Dans son article (Libé p. 24), Jacques Rancière fait plusieurs allusions (à Roman Polanski par exemple) mais il y en a une peu plus obscure :
Récemment un philosophe allemand appelait les riches à se révolter contre la "kleptocratie" fiscale organisée par l'Etat pour servir le vil ressentiment des pauvres. Il appelait les mêmes riches, au nom de la culture noble, au don volontaire. Cette seconde partie du programme risque de susciter moins d'enthousiasme que la première.

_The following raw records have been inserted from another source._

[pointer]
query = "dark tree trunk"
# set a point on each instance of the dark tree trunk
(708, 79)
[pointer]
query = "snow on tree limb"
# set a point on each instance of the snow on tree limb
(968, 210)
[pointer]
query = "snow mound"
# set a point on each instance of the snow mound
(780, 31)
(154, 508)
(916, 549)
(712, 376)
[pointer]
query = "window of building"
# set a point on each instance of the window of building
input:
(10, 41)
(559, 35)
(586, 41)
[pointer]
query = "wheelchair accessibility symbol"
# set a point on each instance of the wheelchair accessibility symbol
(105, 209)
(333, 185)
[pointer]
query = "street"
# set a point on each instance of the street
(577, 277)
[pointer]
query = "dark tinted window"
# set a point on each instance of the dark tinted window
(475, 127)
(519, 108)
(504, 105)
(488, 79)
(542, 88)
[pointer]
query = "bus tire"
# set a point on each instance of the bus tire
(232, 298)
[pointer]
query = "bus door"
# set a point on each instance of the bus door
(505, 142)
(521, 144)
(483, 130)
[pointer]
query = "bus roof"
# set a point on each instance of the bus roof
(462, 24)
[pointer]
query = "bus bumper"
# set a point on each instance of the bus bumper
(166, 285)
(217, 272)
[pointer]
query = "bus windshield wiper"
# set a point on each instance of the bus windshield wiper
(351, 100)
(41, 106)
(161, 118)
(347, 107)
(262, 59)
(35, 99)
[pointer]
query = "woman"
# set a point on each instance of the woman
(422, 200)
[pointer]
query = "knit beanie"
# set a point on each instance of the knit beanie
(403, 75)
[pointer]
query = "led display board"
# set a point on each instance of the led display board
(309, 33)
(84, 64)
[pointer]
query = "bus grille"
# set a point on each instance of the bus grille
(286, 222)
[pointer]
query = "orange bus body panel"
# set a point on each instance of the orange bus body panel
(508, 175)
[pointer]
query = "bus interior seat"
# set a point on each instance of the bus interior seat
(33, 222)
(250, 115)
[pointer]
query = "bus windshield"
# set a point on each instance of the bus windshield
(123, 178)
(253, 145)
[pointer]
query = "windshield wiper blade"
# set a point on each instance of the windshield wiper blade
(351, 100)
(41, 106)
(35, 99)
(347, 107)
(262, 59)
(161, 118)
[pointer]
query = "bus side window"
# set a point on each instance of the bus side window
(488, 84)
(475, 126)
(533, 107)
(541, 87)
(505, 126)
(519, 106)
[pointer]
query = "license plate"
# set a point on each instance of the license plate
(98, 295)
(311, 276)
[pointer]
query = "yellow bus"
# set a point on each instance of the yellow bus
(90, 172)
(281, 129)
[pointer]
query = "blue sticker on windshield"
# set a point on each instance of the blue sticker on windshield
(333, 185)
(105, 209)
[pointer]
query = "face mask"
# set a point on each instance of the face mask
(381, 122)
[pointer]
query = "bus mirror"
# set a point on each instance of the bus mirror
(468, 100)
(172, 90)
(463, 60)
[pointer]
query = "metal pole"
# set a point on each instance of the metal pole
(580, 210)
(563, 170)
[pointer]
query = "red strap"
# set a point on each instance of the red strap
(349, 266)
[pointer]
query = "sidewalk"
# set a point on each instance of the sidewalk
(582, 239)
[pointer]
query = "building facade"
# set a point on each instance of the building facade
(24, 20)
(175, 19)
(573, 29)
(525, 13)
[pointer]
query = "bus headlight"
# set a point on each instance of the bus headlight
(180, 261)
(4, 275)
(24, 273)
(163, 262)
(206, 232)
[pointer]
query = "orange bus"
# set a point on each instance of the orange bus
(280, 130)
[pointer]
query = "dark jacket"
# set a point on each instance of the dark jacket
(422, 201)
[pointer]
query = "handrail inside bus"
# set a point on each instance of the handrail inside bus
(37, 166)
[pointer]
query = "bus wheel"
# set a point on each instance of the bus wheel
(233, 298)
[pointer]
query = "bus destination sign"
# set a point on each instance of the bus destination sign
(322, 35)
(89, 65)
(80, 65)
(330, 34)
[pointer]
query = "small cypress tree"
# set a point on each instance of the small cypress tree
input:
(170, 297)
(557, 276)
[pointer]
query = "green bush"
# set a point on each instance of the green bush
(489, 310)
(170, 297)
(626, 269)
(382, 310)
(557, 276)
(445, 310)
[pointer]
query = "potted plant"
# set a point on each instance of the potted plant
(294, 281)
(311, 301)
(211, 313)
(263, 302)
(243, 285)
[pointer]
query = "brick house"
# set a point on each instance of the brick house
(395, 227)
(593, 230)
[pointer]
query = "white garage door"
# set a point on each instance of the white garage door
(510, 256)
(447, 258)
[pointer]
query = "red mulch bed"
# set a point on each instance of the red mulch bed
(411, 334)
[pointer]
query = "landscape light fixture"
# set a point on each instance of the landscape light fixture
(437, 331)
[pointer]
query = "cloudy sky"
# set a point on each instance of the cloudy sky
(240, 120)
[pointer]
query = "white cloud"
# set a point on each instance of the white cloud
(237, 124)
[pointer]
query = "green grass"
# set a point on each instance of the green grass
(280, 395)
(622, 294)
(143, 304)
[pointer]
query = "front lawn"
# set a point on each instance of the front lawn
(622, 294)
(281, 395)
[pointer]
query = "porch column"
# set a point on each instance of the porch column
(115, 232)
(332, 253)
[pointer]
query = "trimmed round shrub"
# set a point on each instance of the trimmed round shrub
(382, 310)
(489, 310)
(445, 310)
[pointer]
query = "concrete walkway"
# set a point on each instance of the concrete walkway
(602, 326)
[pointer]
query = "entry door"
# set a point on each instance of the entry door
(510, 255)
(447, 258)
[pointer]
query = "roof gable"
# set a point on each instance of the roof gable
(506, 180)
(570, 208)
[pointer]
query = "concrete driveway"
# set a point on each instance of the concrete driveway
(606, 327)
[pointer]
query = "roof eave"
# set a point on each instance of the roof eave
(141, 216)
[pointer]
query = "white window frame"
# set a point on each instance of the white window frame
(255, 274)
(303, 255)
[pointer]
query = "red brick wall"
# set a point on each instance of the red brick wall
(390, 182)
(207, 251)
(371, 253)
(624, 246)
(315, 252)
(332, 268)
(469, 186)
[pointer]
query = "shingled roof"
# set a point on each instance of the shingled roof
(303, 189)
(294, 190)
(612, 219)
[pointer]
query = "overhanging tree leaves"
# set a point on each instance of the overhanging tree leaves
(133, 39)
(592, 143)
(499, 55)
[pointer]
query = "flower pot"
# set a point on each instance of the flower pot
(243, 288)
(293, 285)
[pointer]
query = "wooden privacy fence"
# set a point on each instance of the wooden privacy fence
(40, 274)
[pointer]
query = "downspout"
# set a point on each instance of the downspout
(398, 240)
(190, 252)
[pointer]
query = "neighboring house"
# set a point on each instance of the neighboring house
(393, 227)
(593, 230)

J'ai cru à une exagération de Rancière mais en effet le provocateur "cynique" Peter Sloterdijk a vraiment dit quelque chose qui y ressemble en juin dernier :
So ist aus der selbstischen und direkten Ausbeutung feudaler Zeiten in der Moderne eine beinahe selbstlose, rechtlich gezügelte Staats-Kleptokratie geworden. Ein moderner Finanzminister ist ein Robin Hood, der den Eid auf die Verfassung geleistet hat. Das Nehmen mit gutem Gewissen, das die öffentliche Hand bezeichnet, rechtfertigt sich, idealtypisch wie pragmatisch, durch seine unverkennbare Nützlichkeit für den sozialen Frieden - um von den übrigen Leistungen des nehmend-gebenden Staats nicht zu reden. Der Korruptionsfaktor hält sich dabei zumeist in mäßigen Grenzen, trotz anderslautenden Hinweisen aus Köln und München. Wer die Gegenprobe zu den hiesigen Zuständen machen möchte, braucht sich nur an die Verhältnisse im postkommunistischen Russland zu erinnern, wo ein Mann ohne Herkunft wie Wladimir Putin sich binnen weniger Dienstjahre an der Spitze des Staates ein Privatvermögen von mehr als zwanzig Milliarden Dollar zusammenstehlen konnte.
(...)
Die einzige Macht, die der Plünderung der Zukunft Widerstand leisten könnte, hätte eine sozialpsychologische Neuerfindung der „Gesellschaft“ zur Voraussetzung. Sie wäre nicht weniger als eine Revolution der gebenden Hand. Sie führte zur Abschaffung der Zwangssteuern und zu deren Umwandlung in Geschenke an die Allgemeinheit - ohne dass der öffentliche Bereich deswegen verarmen müsste. Diese thymotische Umwälzung hätte zu zeigen, dass in dem ewigen Widerstreit zwischen Gier und Stolz zuweilen auch der Letztere die Oberhand gewinnen kann.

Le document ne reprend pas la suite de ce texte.